手を繋いでいる訳だが。下心があるとこうも背徳感があるものか。暑さも相まって緊張で手汗が滲む。

「次はどこに行く?」
「! …ああ、いや…考えてない」

嘘を吐いた。本当は行きたくて仕方ない場所がある。しかしまあ、その、なんだ……切り出しづらいよな。
映画、ファミレス、ゲーセン。それだけ遊んだからすでに夕方近い。それでもまだまだ暑いから、休憩がてら屋内に……って、その流れで誘うのは不自然だろ絶対…。じゃあどうすれば自然に誘えるってんだああーくそ、俺はこういうのが下手だな。

「あ、喉渇いたからそこでジュース買うね」
「ん、ああ…」

近くの自販機へ、手を離して行く。その間に服の裾で手汗を拭いておく。どうすりゃ、…いっそストレートに……いやそれは、流石に…。

「どうかした?」
「! …なんでもねー」
「……」

買って来たミルクティーを一口飲んで、「要る?」と聞いてきたので横に首を振る。
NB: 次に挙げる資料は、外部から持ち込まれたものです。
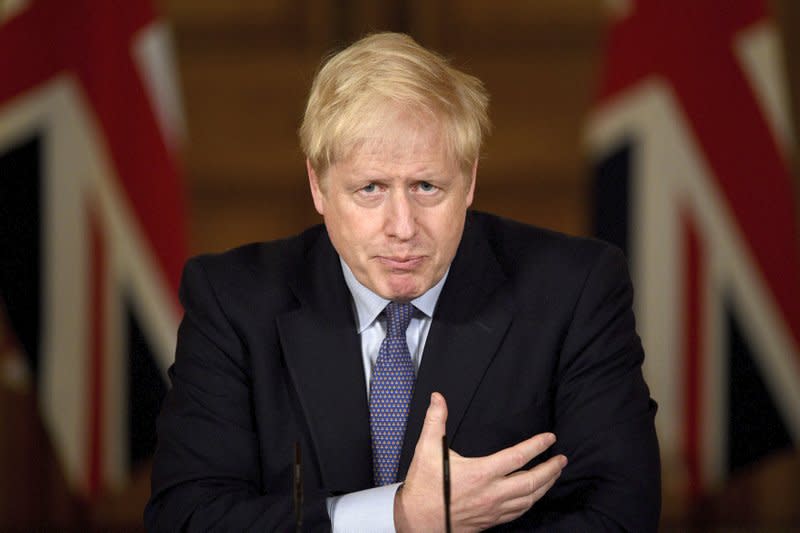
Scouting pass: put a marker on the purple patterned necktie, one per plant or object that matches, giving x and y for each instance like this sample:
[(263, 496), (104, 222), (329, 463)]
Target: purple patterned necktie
[(390, 394)]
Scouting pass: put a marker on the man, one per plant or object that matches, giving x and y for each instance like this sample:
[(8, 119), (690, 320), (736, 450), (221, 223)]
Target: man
[(403, 319)]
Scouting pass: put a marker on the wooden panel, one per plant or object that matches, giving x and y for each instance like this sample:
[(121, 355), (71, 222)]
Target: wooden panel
[(221, 220), (243, 114)]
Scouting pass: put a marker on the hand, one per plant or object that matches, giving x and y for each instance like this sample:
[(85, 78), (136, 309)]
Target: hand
[(485, 491)]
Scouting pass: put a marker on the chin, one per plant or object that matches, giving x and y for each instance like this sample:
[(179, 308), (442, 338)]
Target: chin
[(403, 291)]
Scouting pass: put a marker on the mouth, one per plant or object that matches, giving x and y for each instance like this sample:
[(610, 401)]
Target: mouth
[(400, 263)]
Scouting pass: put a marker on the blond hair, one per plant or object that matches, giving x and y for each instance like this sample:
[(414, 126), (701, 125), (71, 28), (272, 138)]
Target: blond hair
[(357, 89)]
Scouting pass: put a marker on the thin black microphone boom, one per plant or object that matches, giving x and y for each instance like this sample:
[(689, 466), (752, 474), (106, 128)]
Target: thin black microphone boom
[(298, 488), (446, 483)]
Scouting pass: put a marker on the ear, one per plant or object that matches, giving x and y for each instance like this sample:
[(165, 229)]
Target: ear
[(471, 191), (316, 192)]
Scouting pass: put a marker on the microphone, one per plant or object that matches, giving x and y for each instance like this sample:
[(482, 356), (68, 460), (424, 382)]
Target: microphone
[(446, 480), (298, 488)]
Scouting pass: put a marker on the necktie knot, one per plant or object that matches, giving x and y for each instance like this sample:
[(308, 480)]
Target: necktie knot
[(398, 317)]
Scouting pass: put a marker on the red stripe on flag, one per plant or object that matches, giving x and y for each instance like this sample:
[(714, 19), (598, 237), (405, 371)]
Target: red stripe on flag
[(97, 287), (695, 268), (93, 40), (691, 45)]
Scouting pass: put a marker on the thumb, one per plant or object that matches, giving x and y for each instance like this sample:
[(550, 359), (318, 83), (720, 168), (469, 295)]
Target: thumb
[(435, 419)]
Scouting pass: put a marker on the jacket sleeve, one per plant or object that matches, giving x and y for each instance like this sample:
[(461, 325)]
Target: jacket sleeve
[(206, 472), (603, 415)]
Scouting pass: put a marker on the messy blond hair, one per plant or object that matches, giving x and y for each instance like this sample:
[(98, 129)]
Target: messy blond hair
[(358, 88)]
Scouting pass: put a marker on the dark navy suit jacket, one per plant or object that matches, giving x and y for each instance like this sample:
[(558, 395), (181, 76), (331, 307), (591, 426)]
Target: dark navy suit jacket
[(533, 332)]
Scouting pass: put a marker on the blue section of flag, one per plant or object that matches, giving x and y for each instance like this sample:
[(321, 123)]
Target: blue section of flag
[(611, 194), (755, 427), (20, 244)]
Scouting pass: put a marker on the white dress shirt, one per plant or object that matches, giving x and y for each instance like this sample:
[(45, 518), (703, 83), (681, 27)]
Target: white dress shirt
[(373, 509)]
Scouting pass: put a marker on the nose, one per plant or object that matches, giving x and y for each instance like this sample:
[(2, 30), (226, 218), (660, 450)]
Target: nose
[(400, 217)]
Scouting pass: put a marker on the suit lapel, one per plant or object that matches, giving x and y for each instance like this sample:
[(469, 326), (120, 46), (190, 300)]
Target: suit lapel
[(323, 355), (470, 321)]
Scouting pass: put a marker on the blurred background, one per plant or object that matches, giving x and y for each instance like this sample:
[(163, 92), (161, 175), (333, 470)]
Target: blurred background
[(126, 145)]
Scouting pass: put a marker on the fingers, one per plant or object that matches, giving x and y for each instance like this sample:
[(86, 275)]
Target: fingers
[(528, 486), (515, 457), (435, 419)]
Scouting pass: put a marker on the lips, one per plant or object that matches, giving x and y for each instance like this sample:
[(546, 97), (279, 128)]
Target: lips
[(405, 264)]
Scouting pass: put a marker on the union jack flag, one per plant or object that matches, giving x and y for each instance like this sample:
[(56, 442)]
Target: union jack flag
[(691, 138), (91, 223)]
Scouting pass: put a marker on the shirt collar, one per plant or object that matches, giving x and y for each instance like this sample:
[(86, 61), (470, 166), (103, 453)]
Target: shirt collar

甘そうだし、間接キスなんて、今の俺には毒にしかならなさそうだ。
再び手を繋いで、今度は指を絡める。素知らぬ振りをしながらなまえを盗み見ると、照れたように嬉しそうに、繋いだ手を見下ろしている。

(、…)

くそっ、…かわいい、なんだそれ…。

繋いだ手を無意識にもじもじとさせる。なんだよこれこんな、…俺は知らない、知らねえぞ、こんな、衝動。

「…えっと…」
「……(おさまれ、おさまれ…っ)」
「…どこ、行くの?」

なまえの声に、はっとする。見ると、なまえまでもが恥ずかしそうにもじもじとしているではないか。

(これはまさ、か、気付かれ…!?)

しくじった。顔が熱い。なまえも照れたように顔を赤らめて、もう完全に感付かれている。ダサい、ダサすぎる。もっとこう、スマートに……無理だとは薄々思っていたが。
付き合い始めてもう2ヶ月近く経っていたから、なまえも、次のステップへ進む機会を窺ってはいたんだろう。そう思うと尚、情けなくて。

「…あー、と…」
「…」
「その、なんだ……二人になれる場所」
「…う、ん」
「…行く、か」
「…うん、」

わりかし、あっさりと了承を得て、手を握り直して歩く。こんなことなら、もう少し勇気を持って切り出せば良かった……どちらにせよ出来なかっただろうが。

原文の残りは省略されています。